Moreover, in the “Regulations on the Function Allocation, Internal Organizations and Staffing of the CNIPA”[2] promulgated on September 11, 2018, CNIPA’s responsibility to promote operation of intellectual property within China has been added. This added responsibility includes the following:

  1. formulating policies for operating intellectual property rights and regulating transactions thereof;
  2. promoting transfer and transformation of intellectual property rights;
  3. regulating the intangible asset assessment for intellectual property;
  4. implementing compulsory licensing of patents; and
  5. formulating policies and measures for development and supervision of intellectual property intermediary services.

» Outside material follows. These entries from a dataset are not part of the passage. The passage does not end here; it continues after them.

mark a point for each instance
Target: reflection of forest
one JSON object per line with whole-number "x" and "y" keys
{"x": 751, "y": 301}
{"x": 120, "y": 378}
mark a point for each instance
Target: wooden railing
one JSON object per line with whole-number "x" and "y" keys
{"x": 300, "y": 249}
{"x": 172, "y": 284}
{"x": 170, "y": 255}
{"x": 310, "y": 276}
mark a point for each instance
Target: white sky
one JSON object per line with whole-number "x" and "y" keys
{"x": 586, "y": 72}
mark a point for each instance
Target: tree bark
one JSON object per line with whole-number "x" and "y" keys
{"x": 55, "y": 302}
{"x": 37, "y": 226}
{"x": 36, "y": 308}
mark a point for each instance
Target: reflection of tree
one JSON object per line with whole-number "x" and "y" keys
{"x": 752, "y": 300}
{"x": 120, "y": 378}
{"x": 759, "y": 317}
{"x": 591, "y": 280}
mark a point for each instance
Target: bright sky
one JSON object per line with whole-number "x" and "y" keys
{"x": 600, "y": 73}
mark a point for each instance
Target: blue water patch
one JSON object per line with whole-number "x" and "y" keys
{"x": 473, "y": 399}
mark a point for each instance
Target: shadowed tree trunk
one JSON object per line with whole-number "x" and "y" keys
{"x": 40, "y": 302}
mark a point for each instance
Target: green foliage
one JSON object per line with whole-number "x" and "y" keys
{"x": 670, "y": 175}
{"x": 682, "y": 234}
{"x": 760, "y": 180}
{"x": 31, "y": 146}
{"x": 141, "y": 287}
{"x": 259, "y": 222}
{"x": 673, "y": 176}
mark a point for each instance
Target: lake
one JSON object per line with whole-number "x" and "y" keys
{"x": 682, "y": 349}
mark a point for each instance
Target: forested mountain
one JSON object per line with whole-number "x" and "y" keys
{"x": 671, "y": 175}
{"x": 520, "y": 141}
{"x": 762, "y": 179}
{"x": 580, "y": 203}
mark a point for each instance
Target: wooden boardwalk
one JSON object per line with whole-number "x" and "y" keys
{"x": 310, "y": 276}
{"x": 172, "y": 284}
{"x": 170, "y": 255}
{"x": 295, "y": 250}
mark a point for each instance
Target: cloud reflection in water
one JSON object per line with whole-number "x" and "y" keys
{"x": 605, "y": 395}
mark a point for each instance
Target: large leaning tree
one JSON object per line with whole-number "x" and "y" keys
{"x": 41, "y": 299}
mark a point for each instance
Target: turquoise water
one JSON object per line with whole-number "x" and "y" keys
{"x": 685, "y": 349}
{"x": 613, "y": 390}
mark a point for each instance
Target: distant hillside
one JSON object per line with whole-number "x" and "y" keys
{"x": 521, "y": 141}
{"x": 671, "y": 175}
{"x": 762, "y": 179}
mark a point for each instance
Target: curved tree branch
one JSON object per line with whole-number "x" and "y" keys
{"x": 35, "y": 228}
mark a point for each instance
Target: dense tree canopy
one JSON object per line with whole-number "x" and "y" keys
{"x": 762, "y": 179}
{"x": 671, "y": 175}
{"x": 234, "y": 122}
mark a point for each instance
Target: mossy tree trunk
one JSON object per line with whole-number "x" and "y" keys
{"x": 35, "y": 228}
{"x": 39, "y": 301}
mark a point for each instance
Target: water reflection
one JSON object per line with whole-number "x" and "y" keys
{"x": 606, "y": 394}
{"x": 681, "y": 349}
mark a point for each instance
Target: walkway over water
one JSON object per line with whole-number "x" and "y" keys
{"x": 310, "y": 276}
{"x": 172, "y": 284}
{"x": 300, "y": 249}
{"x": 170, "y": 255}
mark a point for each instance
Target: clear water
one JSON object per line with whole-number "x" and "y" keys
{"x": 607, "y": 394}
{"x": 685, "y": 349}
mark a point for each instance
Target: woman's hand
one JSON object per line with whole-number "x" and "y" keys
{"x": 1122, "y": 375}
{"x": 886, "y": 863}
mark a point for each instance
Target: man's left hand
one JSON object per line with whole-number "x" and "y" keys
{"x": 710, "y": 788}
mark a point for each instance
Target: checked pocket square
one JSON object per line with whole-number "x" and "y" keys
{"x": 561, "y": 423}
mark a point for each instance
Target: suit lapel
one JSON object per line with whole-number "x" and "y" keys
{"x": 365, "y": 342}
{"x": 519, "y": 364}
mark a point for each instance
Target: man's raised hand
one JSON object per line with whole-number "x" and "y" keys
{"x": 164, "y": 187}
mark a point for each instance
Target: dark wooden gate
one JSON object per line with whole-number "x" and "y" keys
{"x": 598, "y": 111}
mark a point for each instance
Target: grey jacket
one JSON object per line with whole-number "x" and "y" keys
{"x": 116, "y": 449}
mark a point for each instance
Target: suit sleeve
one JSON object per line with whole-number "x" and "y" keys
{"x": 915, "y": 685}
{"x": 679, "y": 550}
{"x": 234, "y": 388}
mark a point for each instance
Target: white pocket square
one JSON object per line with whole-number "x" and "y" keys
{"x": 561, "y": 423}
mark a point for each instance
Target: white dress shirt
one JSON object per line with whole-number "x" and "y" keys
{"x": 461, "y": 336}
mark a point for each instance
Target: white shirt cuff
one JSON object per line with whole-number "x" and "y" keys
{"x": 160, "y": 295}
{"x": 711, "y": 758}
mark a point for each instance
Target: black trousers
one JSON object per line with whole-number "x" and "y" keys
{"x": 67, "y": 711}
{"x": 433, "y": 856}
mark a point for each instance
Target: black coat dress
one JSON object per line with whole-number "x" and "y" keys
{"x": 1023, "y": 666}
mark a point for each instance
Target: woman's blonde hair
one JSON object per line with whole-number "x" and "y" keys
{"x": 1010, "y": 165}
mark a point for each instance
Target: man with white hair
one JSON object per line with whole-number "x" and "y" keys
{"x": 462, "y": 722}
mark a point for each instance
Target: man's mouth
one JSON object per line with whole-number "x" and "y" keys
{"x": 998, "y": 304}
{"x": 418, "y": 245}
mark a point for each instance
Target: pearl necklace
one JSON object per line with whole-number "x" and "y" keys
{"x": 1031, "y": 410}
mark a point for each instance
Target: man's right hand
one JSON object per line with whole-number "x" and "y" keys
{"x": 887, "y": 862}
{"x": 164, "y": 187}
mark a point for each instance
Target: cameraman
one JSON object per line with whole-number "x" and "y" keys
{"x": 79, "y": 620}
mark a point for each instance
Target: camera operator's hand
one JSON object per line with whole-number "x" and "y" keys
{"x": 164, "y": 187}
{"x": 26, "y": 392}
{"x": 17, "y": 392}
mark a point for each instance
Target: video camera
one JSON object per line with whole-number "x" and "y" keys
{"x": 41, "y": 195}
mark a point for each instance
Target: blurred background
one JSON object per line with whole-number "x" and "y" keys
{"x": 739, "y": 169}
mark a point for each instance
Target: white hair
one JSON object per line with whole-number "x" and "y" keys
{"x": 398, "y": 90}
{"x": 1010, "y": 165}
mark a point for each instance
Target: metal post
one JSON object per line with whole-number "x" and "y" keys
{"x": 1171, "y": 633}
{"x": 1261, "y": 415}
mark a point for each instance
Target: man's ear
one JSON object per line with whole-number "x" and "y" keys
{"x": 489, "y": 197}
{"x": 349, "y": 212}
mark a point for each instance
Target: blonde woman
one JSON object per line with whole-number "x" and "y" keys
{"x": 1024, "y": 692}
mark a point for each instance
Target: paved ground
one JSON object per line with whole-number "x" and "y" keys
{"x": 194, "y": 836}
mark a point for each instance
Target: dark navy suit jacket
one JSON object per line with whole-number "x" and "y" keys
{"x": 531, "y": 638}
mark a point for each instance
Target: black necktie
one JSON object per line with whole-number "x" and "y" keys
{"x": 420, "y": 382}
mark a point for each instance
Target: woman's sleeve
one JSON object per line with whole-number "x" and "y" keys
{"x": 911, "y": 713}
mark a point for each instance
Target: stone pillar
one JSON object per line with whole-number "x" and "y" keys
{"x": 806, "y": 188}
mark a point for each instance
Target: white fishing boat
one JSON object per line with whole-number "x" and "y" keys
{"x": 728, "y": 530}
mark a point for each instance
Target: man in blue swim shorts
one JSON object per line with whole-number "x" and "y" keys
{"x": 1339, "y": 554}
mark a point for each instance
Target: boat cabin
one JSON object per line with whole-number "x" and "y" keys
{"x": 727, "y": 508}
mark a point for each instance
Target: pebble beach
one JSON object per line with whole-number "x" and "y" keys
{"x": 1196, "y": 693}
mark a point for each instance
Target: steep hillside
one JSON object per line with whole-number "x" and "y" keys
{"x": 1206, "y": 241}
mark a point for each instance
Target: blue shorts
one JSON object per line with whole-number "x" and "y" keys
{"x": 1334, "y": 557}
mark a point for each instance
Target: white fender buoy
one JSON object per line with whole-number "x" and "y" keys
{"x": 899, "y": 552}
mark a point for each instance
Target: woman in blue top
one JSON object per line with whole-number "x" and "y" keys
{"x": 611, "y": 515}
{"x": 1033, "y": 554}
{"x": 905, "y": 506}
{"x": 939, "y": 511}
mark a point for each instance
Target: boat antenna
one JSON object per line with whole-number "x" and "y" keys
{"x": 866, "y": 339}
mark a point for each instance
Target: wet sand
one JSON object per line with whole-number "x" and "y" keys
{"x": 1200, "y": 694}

At present, CNIPA receives the highest number of patent applications in the world. However, effective operation and administration of patent rights in China remains a difficult problem for patent owners. From the changing function of CNIPA, we can see that CNIPA will further support related work on intellectual property licensing, transfer, and evaluation in the future.

From a global perspective, among the 196 countries and regions that currently implement the intellectual property system, 74 countries have implemented a centralized and unified “three-in-one” administration model of patents, trademarks and copyrights. On the other hand, 113 countries have implemented a relatively concentrated “two-in-one” administration mode for patents and trademarks (such as the United States, Japan, and France, etc.). Here, the reorganization of CNIPA has merged the patent and trademark administrations. Thus, China has taken a substantial step forward in aligning the nation’s intellectual property administration with the current international trends.